言霊主義者は、よかれと思って「言霊的な助言」をするたびに、善からも離れていく。言霊主義者は、よかれと思って「言霊的な助言」をするたびに、こころがよごれていく。
「XをすればYになる」というタイプの助言をする人も、良心?にしたがって、助言をするたびに、傲慢になり、こころがよごれていくのである。
この人たちは、100%詐欺構文の文で、条件が悪い人に無理なことを言う。そして、言霊主義者とおなじように 『やり方が悪いからできないのだ』というサブルーチンや「方向が間違っているからできないのだ」というサブルーチンや「こころがけが悪いからできないのだ」というサブルーチンに入ってしまう。
心がけサブルーチン、心構えサブルーチン、こころの用意サブルーチン、マインドセットサブルーチンに入ってしまう。それぞれのサブルーチンについて語っているときも、よいことをしていると思っている。
ところが、相手をディスって、いい気持ちになっているだけなのである。
こころが、よごれていく。傲慢な気持ちが強くなる。マウントをして楽しいと思ってしまう。

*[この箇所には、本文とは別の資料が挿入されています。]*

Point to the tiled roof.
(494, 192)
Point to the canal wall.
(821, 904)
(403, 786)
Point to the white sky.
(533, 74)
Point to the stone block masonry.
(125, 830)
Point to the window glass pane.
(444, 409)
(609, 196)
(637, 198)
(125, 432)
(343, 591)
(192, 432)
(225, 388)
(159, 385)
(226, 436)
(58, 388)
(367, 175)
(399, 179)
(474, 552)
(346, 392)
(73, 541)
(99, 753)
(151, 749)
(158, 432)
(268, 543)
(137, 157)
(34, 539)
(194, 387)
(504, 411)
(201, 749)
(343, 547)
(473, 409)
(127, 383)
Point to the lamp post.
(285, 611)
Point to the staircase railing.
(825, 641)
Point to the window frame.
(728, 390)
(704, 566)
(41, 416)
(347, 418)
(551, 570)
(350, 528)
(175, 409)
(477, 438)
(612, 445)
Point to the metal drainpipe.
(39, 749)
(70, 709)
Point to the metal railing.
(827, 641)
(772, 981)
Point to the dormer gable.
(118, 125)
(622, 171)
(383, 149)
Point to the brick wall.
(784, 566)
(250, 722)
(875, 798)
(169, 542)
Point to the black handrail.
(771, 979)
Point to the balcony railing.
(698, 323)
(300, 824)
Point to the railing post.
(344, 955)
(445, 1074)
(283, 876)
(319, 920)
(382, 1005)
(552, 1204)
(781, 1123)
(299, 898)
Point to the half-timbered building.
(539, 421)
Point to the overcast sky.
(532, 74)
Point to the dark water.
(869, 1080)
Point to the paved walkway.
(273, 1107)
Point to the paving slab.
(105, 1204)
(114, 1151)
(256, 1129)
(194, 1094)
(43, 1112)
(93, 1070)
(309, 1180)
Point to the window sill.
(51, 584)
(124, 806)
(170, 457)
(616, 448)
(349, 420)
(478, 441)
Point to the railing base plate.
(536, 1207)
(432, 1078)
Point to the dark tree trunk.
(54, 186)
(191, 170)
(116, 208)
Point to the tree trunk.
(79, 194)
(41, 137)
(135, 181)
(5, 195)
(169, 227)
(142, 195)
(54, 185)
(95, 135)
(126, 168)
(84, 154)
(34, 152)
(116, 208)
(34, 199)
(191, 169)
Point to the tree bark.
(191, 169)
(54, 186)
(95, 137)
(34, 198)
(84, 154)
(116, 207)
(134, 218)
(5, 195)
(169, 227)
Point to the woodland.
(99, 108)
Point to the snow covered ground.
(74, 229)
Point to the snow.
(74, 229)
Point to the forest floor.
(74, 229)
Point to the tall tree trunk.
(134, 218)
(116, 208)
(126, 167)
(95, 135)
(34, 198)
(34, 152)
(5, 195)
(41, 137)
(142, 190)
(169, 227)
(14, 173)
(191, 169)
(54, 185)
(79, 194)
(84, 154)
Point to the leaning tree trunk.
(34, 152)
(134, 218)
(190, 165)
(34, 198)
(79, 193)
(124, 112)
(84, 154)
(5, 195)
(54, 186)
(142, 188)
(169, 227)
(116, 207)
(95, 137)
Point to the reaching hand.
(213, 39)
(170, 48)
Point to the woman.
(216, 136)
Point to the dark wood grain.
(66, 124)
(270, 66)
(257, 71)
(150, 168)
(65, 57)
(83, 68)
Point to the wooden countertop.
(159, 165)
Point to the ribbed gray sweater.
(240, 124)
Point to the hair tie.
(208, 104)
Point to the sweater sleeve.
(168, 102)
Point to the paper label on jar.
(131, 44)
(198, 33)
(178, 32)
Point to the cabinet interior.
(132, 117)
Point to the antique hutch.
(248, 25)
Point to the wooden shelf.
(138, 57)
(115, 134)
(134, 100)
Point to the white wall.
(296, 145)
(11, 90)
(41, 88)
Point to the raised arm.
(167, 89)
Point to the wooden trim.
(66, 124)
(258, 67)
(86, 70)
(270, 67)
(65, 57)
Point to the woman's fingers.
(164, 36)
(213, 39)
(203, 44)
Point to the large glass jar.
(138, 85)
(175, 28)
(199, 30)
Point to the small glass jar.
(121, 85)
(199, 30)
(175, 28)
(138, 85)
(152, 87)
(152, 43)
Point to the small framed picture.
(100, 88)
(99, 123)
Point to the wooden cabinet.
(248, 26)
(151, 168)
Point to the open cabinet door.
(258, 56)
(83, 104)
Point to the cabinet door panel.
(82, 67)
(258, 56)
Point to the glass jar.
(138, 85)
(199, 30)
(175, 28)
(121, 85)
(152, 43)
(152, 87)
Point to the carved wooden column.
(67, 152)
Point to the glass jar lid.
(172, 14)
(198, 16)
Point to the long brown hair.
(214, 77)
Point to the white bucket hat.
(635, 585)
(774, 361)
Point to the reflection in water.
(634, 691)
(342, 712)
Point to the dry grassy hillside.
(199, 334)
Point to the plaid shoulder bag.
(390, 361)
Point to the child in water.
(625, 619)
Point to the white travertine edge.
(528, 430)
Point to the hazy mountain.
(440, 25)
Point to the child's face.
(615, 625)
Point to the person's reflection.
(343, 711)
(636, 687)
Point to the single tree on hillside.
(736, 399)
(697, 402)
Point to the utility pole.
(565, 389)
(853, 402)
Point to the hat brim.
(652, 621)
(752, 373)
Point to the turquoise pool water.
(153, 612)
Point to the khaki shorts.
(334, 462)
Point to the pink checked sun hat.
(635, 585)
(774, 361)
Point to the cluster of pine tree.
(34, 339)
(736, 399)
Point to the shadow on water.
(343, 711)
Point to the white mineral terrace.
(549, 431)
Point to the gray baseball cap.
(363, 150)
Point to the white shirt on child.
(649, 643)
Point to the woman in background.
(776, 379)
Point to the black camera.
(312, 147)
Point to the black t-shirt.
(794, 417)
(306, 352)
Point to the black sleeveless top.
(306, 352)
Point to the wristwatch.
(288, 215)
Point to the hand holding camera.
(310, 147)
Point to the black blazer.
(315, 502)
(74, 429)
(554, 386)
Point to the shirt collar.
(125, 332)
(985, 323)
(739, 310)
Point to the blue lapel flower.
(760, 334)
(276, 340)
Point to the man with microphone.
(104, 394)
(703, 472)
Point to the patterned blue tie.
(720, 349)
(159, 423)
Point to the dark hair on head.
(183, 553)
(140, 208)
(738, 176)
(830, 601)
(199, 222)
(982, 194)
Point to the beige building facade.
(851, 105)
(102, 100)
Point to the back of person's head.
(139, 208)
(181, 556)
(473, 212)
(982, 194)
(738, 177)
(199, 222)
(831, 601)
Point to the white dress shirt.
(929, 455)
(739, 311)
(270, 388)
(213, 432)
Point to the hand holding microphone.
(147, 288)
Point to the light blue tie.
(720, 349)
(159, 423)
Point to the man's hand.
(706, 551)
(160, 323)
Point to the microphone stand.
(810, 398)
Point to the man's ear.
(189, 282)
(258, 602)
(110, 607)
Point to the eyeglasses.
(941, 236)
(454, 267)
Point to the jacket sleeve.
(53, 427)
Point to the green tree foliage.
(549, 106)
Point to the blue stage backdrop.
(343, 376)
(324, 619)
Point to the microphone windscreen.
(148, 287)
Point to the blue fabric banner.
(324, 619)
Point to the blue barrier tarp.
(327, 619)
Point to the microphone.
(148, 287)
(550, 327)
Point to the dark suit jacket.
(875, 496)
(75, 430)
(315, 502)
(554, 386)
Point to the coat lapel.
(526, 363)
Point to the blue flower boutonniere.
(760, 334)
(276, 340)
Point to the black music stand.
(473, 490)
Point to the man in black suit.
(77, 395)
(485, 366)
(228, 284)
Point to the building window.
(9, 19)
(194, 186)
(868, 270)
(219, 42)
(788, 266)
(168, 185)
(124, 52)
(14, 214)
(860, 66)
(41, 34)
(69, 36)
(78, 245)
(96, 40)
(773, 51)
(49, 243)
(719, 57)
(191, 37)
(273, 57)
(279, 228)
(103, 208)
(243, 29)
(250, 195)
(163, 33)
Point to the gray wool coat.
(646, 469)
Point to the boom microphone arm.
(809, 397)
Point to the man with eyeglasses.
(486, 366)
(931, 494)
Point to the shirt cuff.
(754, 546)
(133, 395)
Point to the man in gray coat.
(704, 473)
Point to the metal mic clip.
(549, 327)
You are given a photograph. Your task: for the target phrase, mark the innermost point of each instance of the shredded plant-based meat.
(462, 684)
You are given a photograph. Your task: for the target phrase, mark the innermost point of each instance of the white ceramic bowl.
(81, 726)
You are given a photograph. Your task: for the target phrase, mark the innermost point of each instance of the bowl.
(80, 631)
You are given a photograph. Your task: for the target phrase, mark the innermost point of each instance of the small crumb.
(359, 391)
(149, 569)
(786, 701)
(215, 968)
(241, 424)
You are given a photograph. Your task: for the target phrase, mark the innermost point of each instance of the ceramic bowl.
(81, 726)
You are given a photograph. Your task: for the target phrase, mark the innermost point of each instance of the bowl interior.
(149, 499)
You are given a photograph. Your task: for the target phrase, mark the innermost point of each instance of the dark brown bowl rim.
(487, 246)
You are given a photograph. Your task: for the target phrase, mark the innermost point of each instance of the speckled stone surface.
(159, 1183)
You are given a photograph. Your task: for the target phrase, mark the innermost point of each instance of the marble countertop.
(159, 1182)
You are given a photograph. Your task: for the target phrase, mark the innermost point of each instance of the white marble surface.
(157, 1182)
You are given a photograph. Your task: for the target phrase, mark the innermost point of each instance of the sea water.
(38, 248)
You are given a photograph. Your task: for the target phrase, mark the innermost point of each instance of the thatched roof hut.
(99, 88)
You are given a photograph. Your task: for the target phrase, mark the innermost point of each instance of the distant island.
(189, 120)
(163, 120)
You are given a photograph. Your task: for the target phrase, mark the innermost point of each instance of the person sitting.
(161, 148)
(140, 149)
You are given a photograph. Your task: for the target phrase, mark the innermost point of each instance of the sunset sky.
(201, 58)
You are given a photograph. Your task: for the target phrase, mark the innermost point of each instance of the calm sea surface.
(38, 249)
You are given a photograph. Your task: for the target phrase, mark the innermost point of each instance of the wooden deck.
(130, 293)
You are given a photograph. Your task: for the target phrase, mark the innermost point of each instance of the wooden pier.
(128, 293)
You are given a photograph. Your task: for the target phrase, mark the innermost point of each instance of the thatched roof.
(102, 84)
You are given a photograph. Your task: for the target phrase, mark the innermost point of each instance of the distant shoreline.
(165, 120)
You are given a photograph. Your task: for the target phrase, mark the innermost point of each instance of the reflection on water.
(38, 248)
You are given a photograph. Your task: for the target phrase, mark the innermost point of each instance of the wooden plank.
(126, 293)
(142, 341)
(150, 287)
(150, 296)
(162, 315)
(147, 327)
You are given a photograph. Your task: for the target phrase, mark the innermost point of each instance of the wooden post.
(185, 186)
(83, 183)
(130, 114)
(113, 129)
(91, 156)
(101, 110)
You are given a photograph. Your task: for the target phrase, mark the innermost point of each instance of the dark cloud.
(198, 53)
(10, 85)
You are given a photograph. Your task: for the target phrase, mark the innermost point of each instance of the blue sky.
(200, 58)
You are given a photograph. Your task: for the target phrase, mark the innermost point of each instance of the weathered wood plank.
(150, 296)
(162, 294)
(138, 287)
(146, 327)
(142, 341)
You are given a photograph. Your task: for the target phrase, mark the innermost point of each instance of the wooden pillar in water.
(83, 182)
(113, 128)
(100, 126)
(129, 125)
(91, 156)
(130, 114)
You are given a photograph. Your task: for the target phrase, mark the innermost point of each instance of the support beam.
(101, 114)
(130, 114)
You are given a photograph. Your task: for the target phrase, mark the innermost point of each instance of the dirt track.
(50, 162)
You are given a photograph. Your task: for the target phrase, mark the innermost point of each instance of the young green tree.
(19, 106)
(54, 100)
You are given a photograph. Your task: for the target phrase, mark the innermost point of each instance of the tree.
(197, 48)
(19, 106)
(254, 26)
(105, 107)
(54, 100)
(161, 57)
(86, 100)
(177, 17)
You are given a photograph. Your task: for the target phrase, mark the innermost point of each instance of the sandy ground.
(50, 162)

そして、相手が、条件について、言及すれば、相手に対して、おこってしまう。相手に対して怒りの感情がわいてくる。「そんなのは、言い訳だ」「そんなのはあまえだ」と腹を立ててしまう。けっきょく、よごれる。助言をするたびに、くさっていくのだ。それこそ、こころが、くさっていく。
うまくできている。うまくできていると思う。